Monday, July 13, 2015

Cuba Day Two: A Flag Flies in Havana

I have quickly learned that the experiences which occur in a foreign country in 24 hours are far too numerous to comprehensively include in one blog post. So, for the next week I will distill what I think are the most important takeaways from each day of the Gay Men's Chorus of Washington, DC's concert tour in Cuba. My lense may be different from that of others, so I hope that my friends and colleagues on this tour will also document their experiences. 

Okay, enough with the oversized asterix...let's get back to Havana. While my first entry had us looking back, today's entry has us looking to the future. There's a lot of talk back home about flags lately, and the US is not alone. 

I awoke at the early hour of 6:30am to go to the gym - cliche, I know. I couldn't help but stop myself as I walked to the elevator and saw out the window what was, for many LGBTQ Cubans, a mirage. Something that the eyes may see but the heart can't quite believe. 

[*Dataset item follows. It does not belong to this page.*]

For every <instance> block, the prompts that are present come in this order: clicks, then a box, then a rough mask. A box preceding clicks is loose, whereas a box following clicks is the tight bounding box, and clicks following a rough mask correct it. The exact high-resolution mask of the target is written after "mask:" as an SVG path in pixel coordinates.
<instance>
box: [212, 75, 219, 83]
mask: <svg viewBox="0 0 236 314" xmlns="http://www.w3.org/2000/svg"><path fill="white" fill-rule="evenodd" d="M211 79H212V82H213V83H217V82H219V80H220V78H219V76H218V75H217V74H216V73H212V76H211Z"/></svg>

This is a photo taken in front of our hotel, La Quinta Avenida in Miramar. Among the many flags seen, including those of Russia, USA and Cuba, flies the pride flag. Proudly flowing in the wind, in front of one of the newest and more prosperous hotels in Havana (and a state-run entity), is a symbol of LGBTQ equality that is seldom seen on such public display. Having been only a very small part of this event, I can't do justice in words or any other medium to properly honor the importance of this symbolic act. 

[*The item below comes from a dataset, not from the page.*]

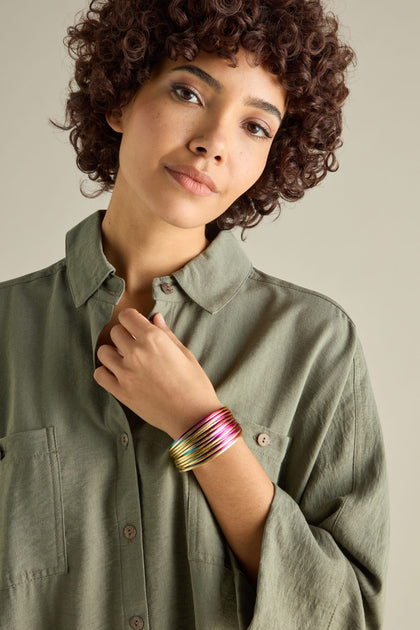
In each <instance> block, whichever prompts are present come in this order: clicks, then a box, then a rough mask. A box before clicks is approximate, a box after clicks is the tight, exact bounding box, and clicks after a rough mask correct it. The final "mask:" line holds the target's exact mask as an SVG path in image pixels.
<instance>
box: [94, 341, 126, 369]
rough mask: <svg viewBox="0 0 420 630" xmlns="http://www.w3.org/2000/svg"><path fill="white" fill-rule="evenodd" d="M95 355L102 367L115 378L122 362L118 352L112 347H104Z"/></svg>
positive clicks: (104, 345) (107, 345)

It was not just the flag that struck a chord with me today. GMCW had the privilege of hearing and performing for the Mariana de Gonitch Chorus at Casa de la Amistad (the house of friendship).


There, a special thing happened. One of the songs from Mariana de Gonitch was also on our set list. Impossible Dream is a song that knows no borders - political or social. Our new Cuban friends belted it out with passion, sharing their experience and dreams. About an hour later, the Gay Men's Chorus sang a haunting a capella arrangement, sharing a different version of the same dream. You could hear a pin drop and you could see both Cuban and American tears being shed in the mutual understanding.

Later that night, we ended up in the Regla neighborhood where a few original Buena Vista Social Club members train and perform with the next era of Cuban Jazz musicians. The concert, emcee'd by a fabulous woman I can only describe as the Cuban Bea Arthur, featured a series of old guard singers who seemed to increase with talent, energy and dance moves as they grow older. Most of them were in their eighties (according to our emcee)!



In a spontaneous moment, Bea Arthur introduced the Gay Men's Chorus to the whole audience and invited is up to sing. It was a recognition not only of us as musicians, but of the advancing acceptance of LGBTQ people in Cuba. It is moments like these that we hope will occur more in the following week, and well beyond our time here.